In Hawaii, feather-covered cloaks and capes ('ahu'ula), feather-covered helmets, and whale ivory pendants (lei niho palaoa) were insignia of the aristocratic class (ali'i). The higher the rank, the more lavish the garments and ornaments. Men and women of the highest ranks (ali'i kapu) were regarded with great deference and their personal possessions considered sacred.

Lei niho palaoa were worn on ceremonial occasions by men and women, and in battle by men. They were seen as embodying part of the essence and power (mana) of a man: when a leader was killed in battle, it was important for his enemies to take possession of his niho palaoa as well as his body in order to vanquish his spirit completely.

The necklace (lei) consists of loops of 8-strand square braids of human hair. [Quiz Clue!] Only a few of the many braids making up the two sides of the necklace pass through the center of the pendant. Hook-shaped pendants were originally carved from the tooth (niho) of the sperm whale (palaoa). In later days, as trade with Europeans increased, Arctic walrus ivory was used for lei niho palaoa.

Feather cloaks and capes, 'ahu (garment) 'ula (red), were an essential part of aristocratic regalia.

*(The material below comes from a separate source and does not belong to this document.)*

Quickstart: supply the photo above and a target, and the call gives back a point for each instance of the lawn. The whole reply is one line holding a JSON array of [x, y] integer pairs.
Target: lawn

They were made and worn only by men. Red symbolized the highest aristocratic ranks and gods; however, since yellow feathers were especially rare, yellow became the most highly prized color.

The foundation of these garments is a net of olonaa (Touchardia latifolia), a vegetable fiber; the surface is made up of bundles of feathers tied to the foundation in overlapping rows. Red feathers came from the scarlet honey creeper, 'i'iwi (Vestaria coccinea), or from a crimson and black honey creeper called 'apapane (Himatione sanguinea). Yellow feathers came from a black honey eater with yellow tufts under each wing called 'oo'oo (Acrulocercus spp.), or a black honey creeper with yellow feathers above and below the tail called mamo (Drepanis pacifica).